La “Legge di Stabilità” è recessiva non solo nel saldo ma anche nella composizione delle variazioni di entrate e uscite. Ad esempio, per le maggiori entrate, oltre all’aumento dell’IVA, il governo intende rendere permanente l’aumento (per circa 1 miliardo) delle accise decretato per far fronte ai danni del terremoto in Emilia; dal lato delle spese, il governo intende ridurre di circa un miliardo la spesa per sanità ed enti previdenziali e assistenziali. Ammesso si trattasse di spesa “cattiva”, esso è un taglio, non una sostituzione con spesa “buona”. E va ricordato che un ventilato aumento di 3 punti di imposizione sui redditi superiori a 150.000 euro annui è rapidamente scomparso dall’orizzonte, eliminato dal fuoco della Confindustria e del partito di Berlusconi, con l’immediata acquiescenza del Partito Democratico. Hanno detto che era dannoso perché faceva ridurre i consumi: è nata così una nuova categoria di keynesiani, i keynesiani d’accatto. E’ vero invece che quel poco di tassazione sui redditi alti ed i consumi di lusso che il “Salva Italia” aveva introdotto ha avuto risultati quasi nulli, ma questo non dimostra certo che sarebbe impossibile ottenerne, se lo si volesse seriamente.

Nella conferenza stampa al termine del consiglio dei ministri in cui il governo ha presentato la “Legge di Stabilità” Monti ha dichiarato: “oggi possiamo cominciare a vedere e toccare con mano che la disciplina di bilancio paga, la disciplina di bilancio conviene”. Ma non si vede dove sarebbe questa convenienza. Naturalmente si possono sempre  tirare in ballo le future generazioni: ma qualcuno deve ancora spiegare come potremmo mai arricchire le future generazioni impoverendoci.

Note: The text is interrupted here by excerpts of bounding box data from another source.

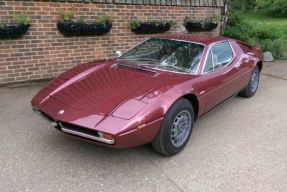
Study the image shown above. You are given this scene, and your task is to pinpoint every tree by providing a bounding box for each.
[256,0,287,15]
[241,0,248,12]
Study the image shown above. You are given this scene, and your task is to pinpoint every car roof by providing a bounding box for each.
[155,34,231,45]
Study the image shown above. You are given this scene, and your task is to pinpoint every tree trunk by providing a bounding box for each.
[241,0,248,12]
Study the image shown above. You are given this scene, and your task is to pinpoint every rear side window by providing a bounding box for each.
[203,42,233,73]
[211,42,233,69]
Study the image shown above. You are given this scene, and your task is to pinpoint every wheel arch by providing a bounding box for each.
[182,93,199,119]
[256,61,263,72]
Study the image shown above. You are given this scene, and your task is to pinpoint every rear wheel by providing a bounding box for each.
[152,99,194,156]
[239,66,260,98]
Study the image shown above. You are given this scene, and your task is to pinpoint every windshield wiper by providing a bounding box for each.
[117,63,158,72]
[160,65,187,73]
[120,57,160,62]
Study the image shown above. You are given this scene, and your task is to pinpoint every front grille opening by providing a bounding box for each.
[60,122,99,137]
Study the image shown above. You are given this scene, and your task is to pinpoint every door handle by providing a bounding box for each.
[234,63,240,70]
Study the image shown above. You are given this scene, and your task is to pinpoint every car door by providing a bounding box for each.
[199,41,244,112]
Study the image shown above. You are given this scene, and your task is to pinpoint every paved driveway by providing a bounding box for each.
[0,62,287,192]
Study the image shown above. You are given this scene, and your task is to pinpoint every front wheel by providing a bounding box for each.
[239,66,260,98]
[152,99,194,156]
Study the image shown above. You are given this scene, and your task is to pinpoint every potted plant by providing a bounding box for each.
[0,14,30,39]
[57,11,112,36]
[183,14,220,32]
[130,19,176,34]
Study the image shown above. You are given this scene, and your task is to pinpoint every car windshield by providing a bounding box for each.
[119,38,204,74]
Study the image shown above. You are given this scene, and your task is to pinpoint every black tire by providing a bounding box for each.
[152,98,194,156]
[238,65,260,98]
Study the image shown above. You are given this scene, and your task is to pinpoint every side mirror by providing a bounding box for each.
[115,51,122,58]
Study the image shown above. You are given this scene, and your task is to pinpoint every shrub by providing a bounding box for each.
[256,0,287,15]
[260,38,287,59]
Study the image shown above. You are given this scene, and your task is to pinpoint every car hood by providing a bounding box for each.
[37,62,172,116]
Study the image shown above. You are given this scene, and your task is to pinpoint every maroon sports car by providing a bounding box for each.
[32,35,262,156]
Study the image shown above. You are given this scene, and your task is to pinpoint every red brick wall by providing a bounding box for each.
[0,0,220,84]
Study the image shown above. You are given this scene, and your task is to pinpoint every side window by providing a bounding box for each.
[203,50,213,73]
[203,42,233,73]
[211,42,233,69]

Monti sostiene adesso che il suo governo è più popolare dei partiti. Da dove lo ricava? La presidenza del consiglio ha ereditato i sondaggisti del precedente governo? E’ certo vero che la popolarità dei partiti è vicina allo zero, ma è tutto da dimostrare che ciò sia dovuto solo alle ruberie dei vari Fiorito e gli sia invece estraneo l’appoggio dato da quasi tutti i partiti al governo Monti. In effetti lo stesso Monti ha detto anche che il suo è un governo “maledetto” – in altri tempi sarebbe stato chiamato “governo della fame”. Ma certo esso gode dell’appoggio incondizionato dei principali organi di stampa e del presidente della repubblica (che tra l’altro gli consente di moltiplicare ad libitum il ricorso al voto di fiducia).

La situazione politica è ad uno strano frangente. Il governo sembra dettar legge al Parlamento, i partiti (almeno per ora) abbaiano ma non mordono. Guido Carli (uno che di tecnici e di governi se ne intendeva) ebbe a dichiarare: “Un governo di tecnici o è una trovata qualunquista o è una soluzione sovversiva”. Ci sembra che la fase qualunquistica della trovata si sia esaurita.